A study out of Japan suggests that how parents bond with their children during adolescence could impact the child’s likelihood of developing chronic pain later in life.
Furthermore, the study suggests that children who had a poor bond with their father were the only group to show a significant increase in chronic pain likelihood.
The goal of the study was to better understand chronic pain as a complex biopsychosocial condition and how outside psychosocial factors like pain, pain-related fear, self-efficacy, anxiety, depression and psychological distress feed into that perception of pain.
For their study, researchers polled nearly 800 adults about their relationship with their parents and their overall health. Participants completed the Parental Bonding Instrument, a self-administered questionnaire that assessed perceived parental bonding, as well as a health assessment. The PBI test asked respondents several questions about their relationship with their parents growing up, including questions about the perceived level of bonding, over/underparenting, affection and discipline as well as control and understanding. Participants took the survey twice, once while contemplating their relationship with their father and the next while answering questions about their mother.

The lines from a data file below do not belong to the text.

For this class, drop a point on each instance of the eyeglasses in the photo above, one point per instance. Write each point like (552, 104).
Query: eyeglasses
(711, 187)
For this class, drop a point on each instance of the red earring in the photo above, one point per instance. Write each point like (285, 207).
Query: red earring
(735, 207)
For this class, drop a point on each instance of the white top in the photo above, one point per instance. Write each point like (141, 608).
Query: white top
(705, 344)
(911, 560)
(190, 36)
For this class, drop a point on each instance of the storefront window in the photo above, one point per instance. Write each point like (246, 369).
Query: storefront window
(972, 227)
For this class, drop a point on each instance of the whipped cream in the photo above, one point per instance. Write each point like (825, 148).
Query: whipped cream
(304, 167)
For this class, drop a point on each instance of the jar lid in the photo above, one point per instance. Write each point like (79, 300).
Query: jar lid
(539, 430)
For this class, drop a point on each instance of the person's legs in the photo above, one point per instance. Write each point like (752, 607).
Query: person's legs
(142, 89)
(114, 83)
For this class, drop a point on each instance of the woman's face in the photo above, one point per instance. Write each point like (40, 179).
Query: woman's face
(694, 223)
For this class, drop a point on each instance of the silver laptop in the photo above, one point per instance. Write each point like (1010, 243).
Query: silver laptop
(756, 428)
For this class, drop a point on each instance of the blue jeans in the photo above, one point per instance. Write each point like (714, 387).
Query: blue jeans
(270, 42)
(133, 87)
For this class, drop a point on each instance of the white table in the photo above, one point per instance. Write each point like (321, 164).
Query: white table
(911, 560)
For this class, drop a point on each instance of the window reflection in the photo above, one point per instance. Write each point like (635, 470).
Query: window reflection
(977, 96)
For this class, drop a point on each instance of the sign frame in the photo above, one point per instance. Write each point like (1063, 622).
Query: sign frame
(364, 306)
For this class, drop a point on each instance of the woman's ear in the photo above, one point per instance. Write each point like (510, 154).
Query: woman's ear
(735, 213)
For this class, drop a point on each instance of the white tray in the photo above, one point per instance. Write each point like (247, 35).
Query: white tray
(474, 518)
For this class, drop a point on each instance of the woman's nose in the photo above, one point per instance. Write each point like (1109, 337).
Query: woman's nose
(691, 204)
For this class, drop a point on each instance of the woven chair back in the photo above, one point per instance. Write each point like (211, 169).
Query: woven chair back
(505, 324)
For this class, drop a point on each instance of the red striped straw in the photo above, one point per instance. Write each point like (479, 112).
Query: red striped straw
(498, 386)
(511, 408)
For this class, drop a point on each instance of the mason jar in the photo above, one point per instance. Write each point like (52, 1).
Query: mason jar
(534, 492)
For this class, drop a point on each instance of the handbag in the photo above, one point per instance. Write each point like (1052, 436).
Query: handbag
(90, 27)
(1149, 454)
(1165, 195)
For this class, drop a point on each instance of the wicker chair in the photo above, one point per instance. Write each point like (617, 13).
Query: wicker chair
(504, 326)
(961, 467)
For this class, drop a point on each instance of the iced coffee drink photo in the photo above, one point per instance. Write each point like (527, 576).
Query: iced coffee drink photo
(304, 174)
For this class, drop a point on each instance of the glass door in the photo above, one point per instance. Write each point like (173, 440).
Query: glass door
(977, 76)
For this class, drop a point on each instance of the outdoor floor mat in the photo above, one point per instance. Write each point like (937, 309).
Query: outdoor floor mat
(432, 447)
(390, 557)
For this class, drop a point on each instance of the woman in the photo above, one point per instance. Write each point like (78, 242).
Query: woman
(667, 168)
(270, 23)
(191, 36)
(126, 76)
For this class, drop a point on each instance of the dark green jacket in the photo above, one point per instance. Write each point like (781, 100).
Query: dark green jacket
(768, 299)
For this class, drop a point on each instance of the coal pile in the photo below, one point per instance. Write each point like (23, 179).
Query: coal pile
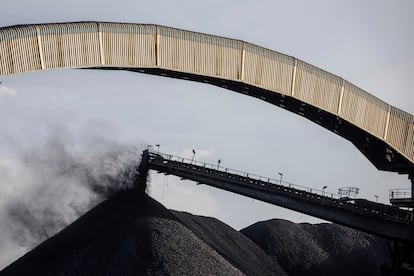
(321, 249)
(131, 234)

After comparing the PBI results with the results from the health exam, researchers uncovered:
- Compared to the optimal bonding group, the odds ratio for having chronic pain was much higher in the affectionless control group for paternal bonding and for maternal bonding.
- When adjusting for other factors, significance remained only for parental bonding.
“The fact that fathers have been shown to be much more likely to use physical punishment and abuse than mothers in several epidemiological studies may also be related to these findings,” the study authors wrote. “Clearly, further studies are needed to elucidate the mechanism(s) whereby parental care affects the development of chronic pain in a gender-dependent fashion.”
Researchers concluded by saying that mass-education on parenting behaviors for optimal bonding may be one of the most promising chronic pain prevention techniques that few are pursuing.